Well, I agreed with the doctor that we should probably have some blood work taken. Seth wanted to know what kind of things they test his blood for. The doctor said they test to make sure your not a diabetic, or anemic, and they test the white blood cell count. Seth's mind stopped working once he said the word diabetic. "I have a friend who is diabetic... and an aunt who is diabetic.... my friend had to pee a lot and that is how they found out he was diabetic... I have to pee a lot in the mornings!" I murmured something like "don't we all!" and he went on about how much he has to pee in the mornings and how he has to sit on the toilet for "over a minute sometimes and it just keeps coming and coming." The doctor was like "glad I didn't ask you about your stool..." and Seth said "what is stool?" and then when the doctor said it was poop Seth went on about his poop for another 1/2 a minute. It was all very entertaining, even more so than going to a movie. The best part was when a few minutes later he had to get his blood taken. I have decided I am a horrible mother.
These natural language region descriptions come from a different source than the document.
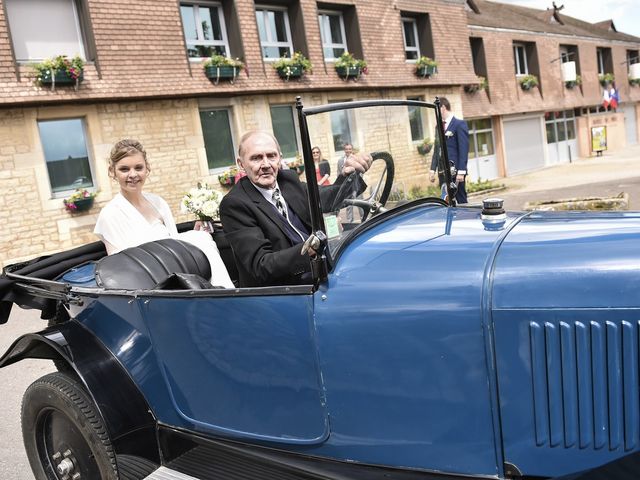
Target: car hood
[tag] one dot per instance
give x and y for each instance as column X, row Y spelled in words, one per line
column 535, row 259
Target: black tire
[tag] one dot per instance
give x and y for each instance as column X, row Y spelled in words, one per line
column 61, row 427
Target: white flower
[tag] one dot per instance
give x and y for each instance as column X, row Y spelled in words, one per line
column 203, row 201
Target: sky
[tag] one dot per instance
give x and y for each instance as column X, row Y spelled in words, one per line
column 624, row 13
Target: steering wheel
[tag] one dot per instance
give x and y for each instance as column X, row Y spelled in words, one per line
column 380, row 191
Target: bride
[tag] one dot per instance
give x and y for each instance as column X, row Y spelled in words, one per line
column 134, row 217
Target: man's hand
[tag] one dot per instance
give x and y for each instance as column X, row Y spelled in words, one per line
column 359, row 162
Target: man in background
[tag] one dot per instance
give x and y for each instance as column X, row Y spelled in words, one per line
column 456, row 134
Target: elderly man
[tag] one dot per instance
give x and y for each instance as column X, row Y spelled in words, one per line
column 266, row 216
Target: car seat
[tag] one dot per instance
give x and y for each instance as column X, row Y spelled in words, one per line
column 167, row 264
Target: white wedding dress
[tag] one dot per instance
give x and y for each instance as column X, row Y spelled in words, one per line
column 123, row 226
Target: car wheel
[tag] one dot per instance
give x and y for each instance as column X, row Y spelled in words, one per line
column 63, row 433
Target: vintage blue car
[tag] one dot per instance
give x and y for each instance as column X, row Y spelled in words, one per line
column 434, row 341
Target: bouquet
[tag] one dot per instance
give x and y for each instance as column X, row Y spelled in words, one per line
column 204, row 202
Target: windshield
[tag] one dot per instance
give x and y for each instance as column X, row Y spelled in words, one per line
column 399, row 137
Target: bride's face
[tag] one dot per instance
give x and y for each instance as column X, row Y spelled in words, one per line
column 131, row 172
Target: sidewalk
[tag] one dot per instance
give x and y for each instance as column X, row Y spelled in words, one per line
column 620, row 165
column 605, row 176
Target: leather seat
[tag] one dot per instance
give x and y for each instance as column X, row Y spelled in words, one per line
column 162, row 264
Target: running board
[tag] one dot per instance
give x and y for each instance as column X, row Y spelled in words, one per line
column 164, row 473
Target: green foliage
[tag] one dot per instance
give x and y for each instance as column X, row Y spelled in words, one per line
column 78, row 195
column 285, row 64
column 222, row 61
column 527, row 82
column 426, row 62
column 347, row 60
column 73, row 67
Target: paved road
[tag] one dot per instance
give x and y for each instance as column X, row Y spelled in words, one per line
column 14, row 380
column 515, row 198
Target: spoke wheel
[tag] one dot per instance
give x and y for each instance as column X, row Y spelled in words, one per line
column 63, row 433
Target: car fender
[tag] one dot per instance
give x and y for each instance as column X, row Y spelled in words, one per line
column 124, row 410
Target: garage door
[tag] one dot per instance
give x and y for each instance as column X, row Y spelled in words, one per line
column 524, row 145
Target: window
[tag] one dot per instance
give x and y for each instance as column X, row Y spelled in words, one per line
column 275, row 33
column 560, row 126
column 416, row 123
column 520, row 57
column 284, row 129
column 478, row 56
column 218, row 140
column 204, row 30
column 480, row 138
column 411, row 47
column 65, row 151
column 416, row 33
column 334, row 38
column 44, row 28
column 604, row 61
column 632, row 59
column 600, row 60
column 341, row 128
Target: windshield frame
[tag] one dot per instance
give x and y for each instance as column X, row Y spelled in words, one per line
column 325, row 262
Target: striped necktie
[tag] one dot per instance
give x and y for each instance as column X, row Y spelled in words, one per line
column 277, row 199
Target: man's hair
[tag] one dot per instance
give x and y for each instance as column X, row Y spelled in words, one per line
column 250, row 134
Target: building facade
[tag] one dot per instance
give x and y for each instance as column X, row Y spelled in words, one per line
column 143, row 78
column 551, row 123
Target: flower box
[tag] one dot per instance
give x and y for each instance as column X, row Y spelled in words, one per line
column 426, row 71
column 527, row 82
column 349, row 72
column 606, row 79
column 83, row 205
column 80, row 201
column 292, row 71
column 222, row 72
column 61, row 77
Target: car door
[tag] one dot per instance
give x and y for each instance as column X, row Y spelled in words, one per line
column 242, row 365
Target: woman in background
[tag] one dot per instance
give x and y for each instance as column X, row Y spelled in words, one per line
column 323, row 170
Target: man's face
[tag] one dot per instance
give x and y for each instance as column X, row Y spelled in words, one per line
column 260, row 160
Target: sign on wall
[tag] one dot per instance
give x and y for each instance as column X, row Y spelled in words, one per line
column 598, row 139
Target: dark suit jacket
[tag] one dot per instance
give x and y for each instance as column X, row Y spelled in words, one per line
column 457, row 138
column 457, row 145
column 264, row 253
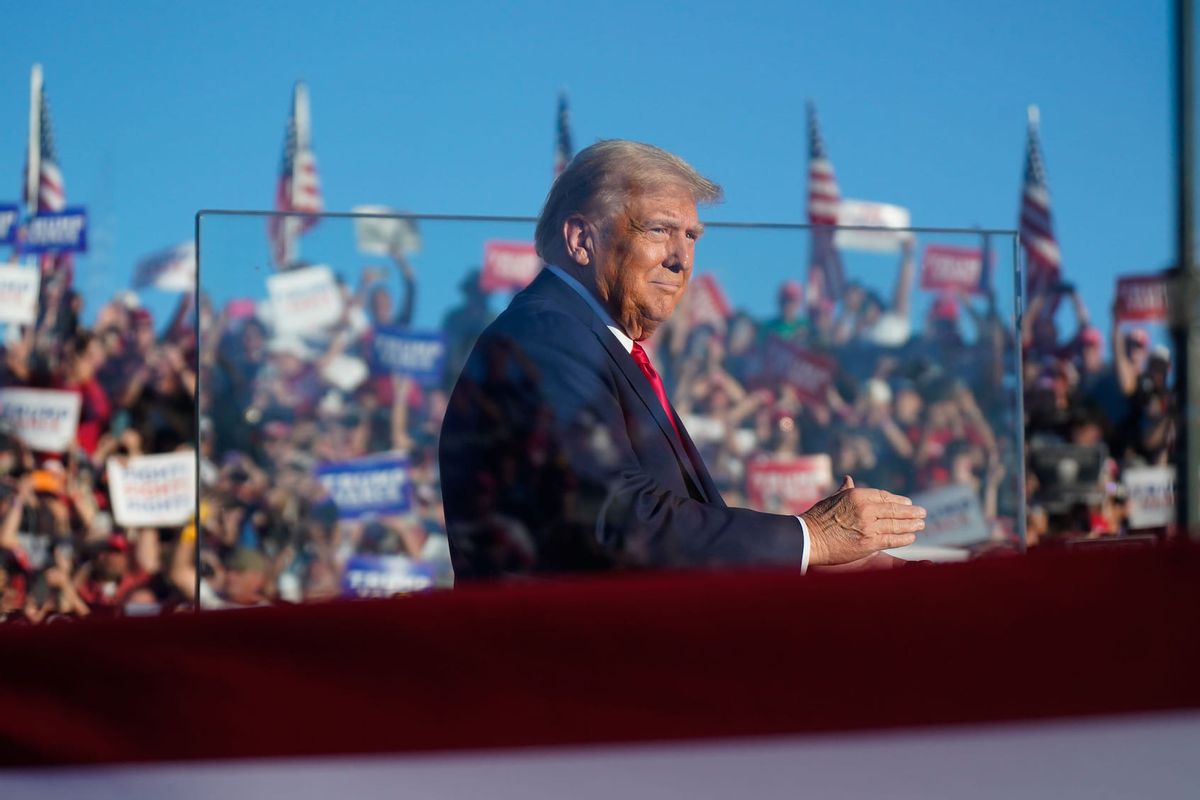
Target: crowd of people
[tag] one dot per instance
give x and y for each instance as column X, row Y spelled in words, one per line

I did give him my hand to squeeze as i sat there with my mega smile while he tried to talk the lady into not poking him with the needle. "Will it hurt?" "I am not ready yet!" "Don't stick it into me please". She tried to distract him asking him questions about school and such while he sat there. I on the other had pointed out how cool it looked that his blood was gushing into that tube like water gushes out of the faucet. I got the look from the phlebotomist that that wasn't helping. Not like he is distractable anyway... sheesh. :-) He sat there with a high pitched voice asking "are you done yet" but also trying to answer the questions she was asking. They were the shortest answers I have ever heard the kid give.
Then once it was over he was like "man that REALLY REALLY hurts! We are definitely going to the dollar store for that! That makes my flu shot seem like a poke!"
We then got to go home and for the last day I've got to answer questions like "If I am diabetic what is going to happen?" "Do all diabetics have to give themselves shots?" If you remember how his toe got hurt a couple months ago and he was convinced he had broken it. Well now he has convinced himself that he has all the symptoms of juvenile diabetes and I have had to spend many of a minutes telling him that that is a pretty slim probability. But he has convinced himself that is the case. I told him I probably wouldn't tell my friends that cause he told all of his friends after his last doctors visit that his 5% chance of having a broken toe meant that he probably had one and then when he never got the call that said it was broken (which he was very positive would come) he had to tell all his friends that it really wasn't broken.
Later on that night James asked me if Seth really had everything wrong with him that he said he did. He told James he was going blind in one eye (there was a blurry eye conversation that he had with the doctor, but we won't go into that... I think my memory is strong enough to remember), and probably diabetic, plus he was experiencing a mild concussion and probably had a virus that made people really weak. I just smiled at James and told him I guess so.
So anyway that was our delightful day yesterday. I would let one of you take Seth to the doctors, but that is really the only fun I get these days so you'll have to wait until I am being in a really nice mood.

1 comment:

{krista} said...

I have one of my kids who is fun taking to the doctor, even if she's not the patient, because she just yaps and yaps and yaps. Our family doc still talks about when she cut her head open and they were stitching her up and threatening to give her knock out drugs not for hysteria, but for her non-stop yapping about nothing. Kids are funny.

But seriously... hopefully Seth does only have a case of severe fakitis! Good luck on that one!